Philippines looks to resume talks with Muslim rebels

Government hopes to kickstart negotiations for peace settlement

Philippine President Benigno Aquino (R) and Moro Islamic Liberation Front (MILF) chief Murad Ebrahim in southern island of Mindanao in February 2012. Photo: AFP

The Philippine government said on Friday it hoped to resume talks with Muslim rebels early next month to kickstart negotiations for a peace settlement that looked to have stalled in recent months.

The chief government negotiator, Miriam Ferrer, and her Moro Islamic Liberation Front (MILF) counterpart Mohaqer Iqbal agreed in a brief meeting in Norway early this week to resume formal talks in early July, a government statement said.

Senen Bacani, a member of the government panel, said the next meeting should help the government achieve its bid to reach agreement on the detailed terms of a peace settlement this year.

“I am very hopeful that we will finish this comprehensive agreement in a month or two,” the statement quoted Bacani as saying.

However MILF vice chairman Ghazali Jaafar did not share Bacani’s optimism, saying the rebel group’s leadership had yet to approve the government proposal for a fresh round of formal talks.

“Those (talks in July) is what we have been hearing very recently but we have not yet officially received such a proposal,” he told AFP.

The talks, which began in 1997, aim to create an autonomous region for the Muslim minority in Mindanao, the southern third of the mainly Catholic nation of 100 million.

The two sides signed a preliminary agreement in October outlining the broad terms for a peace treaty that would be signed by 2016, before President Benigno Aquino leaves office.

However, both sides have since acknowledged difficulties in thrashing out the details of key issues like wealth- and power-sharing within the proposed autonomous region, as well as disarming and demobilising the MILF.

The government statement said next month’s proposed talks would further discuss “wealth-sharing, power sharing and normalisation”.

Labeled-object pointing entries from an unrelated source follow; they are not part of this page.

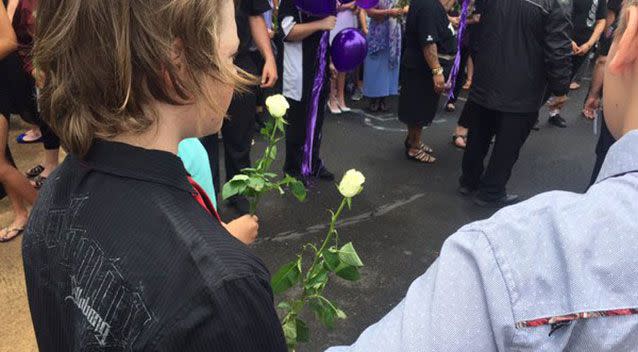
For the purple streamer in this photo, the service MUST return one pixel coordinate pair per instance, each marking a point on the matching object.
(457, 60)
(311, 121)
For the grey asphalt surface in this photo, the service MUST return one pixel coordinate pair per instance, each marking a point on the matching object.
(407, 210)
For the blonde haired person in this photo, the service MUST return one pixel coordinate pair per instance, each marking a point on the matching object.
(123, 250)
(14, 98)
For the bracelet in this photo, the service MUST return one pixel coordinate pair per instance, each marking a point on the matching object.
(437, 71)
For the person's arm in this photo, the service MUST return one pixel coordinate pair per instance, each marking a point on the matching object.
(296, 32)
(596, 89)
(431, 54)
(8, 40)
(558, 50)
(238, 315)
(428, 36)
(461, 303)
(261, 38)
(363, 20)
(598, 31)
(382, 14)
(346, 6)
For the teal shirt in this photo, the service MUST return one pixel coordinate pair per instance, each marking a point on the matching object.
(197, 164)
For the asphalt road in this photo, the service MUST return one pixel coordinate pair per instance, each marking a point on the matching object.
(407, 210)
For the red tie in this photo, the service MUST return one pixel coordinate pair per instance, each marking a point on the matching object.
(202, 198)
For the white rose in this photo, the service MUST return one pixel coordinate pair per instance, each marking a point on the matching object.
(277, 105)
(352, 183)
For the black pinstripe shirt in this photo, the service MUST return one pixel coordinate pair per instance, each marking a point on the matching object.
(119, 256)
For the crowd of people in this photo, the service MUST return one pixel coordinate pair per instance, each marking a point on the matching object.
(140, 92)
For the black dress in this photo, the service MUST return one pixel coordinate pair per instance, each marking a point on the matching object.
(427, 23)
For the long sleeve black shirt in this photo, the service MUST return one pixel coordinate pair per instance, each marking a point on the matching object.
(119, 256)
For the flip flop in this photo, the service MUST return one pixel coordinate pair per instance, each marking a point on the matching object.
(18, 232)
(20, 139)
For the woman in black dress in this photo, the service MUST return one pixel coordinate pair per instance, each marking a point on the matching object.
(15, 97)
(429, 54)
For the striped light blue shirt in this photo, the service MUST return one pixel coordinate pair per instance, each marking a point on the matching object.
(506, 283)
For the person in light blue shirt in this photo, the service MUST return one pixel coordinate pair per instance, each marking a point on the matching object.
(196, 162)
(558, 272)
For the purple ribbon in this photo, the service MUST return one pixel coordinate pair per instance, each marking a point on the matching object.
(457, 60)
(311, 121)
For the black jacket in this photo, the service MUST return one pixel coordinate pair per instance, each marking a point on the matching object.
(120, 256)
(524, 48)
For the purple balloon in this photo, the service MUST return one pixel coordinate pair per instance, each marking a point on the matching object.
(317, 7)
(367, 4)
(349, 49)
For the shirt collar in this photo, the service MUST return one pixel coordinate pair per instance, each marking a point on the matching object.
(137, 163)
(622, 157)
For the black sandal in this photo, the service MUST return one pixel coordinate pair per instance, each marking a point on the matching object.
(38, 182)
(426, 148)
(457, 136)
(35, 171)
(421, 156)
(5, 239)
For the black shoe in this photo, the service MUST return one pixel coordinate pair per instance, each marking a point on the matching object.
(324, 174)
(557, 121)
(240, 204)
(466, 191)
(505, 200)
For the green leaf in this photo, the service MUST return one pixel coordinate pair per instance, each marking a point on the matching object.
(303, 333)
(273, 152)
(324, 312)
(331, 259)
(284, 305)
(240, 177)
(256, 183)
(286, 277)
(290, 332)
(319, 280)
(340, 314)
(348, 255)
(348, 272)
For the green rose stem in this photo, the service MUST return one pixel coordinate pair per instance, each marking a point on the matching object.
(331, 232)
(253, 183)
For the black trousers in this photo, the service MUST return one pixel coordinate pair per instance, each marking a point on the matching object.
(237, 131)
(296, 135)
(511, 131)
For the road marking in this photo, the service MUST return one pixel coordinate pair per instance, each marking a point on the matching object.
(364, 217)
(374, 121)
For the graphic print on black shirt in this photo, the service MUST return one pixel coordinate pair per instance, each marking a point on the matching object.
(114, 314)
(427, 23)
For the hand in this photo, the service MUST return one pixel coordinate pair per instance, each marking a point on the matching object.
(574, 47)
(244, 229)
(349, 6)
(328, 23)
(269, 74)
(439, 83)
(455, 21)
(591, 105)
(395, 12)
(583, 49)
(557, 102)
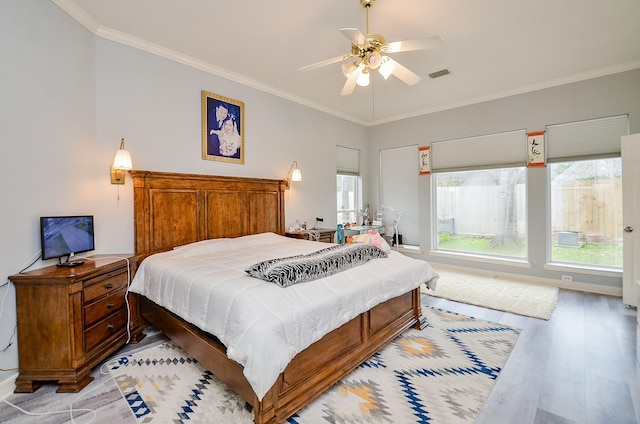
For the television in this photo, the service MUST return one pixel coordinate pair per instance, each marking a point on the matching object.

The 12,000-member MILF has waged a guerrilla war for a separate Islamic state in the southern Philippines since the 1970s that has claimed an estimated 150,000 lives.

The group has agreed to a ceasefire to negotiate for autonomy instead. Aquino hopes to have the autonomous region in place before his term ends in 2016.

Malaysia has hosted previous rounds of the peace talks, and a source in the government panel said Kuala Lumpur would likely be the venue for the next round.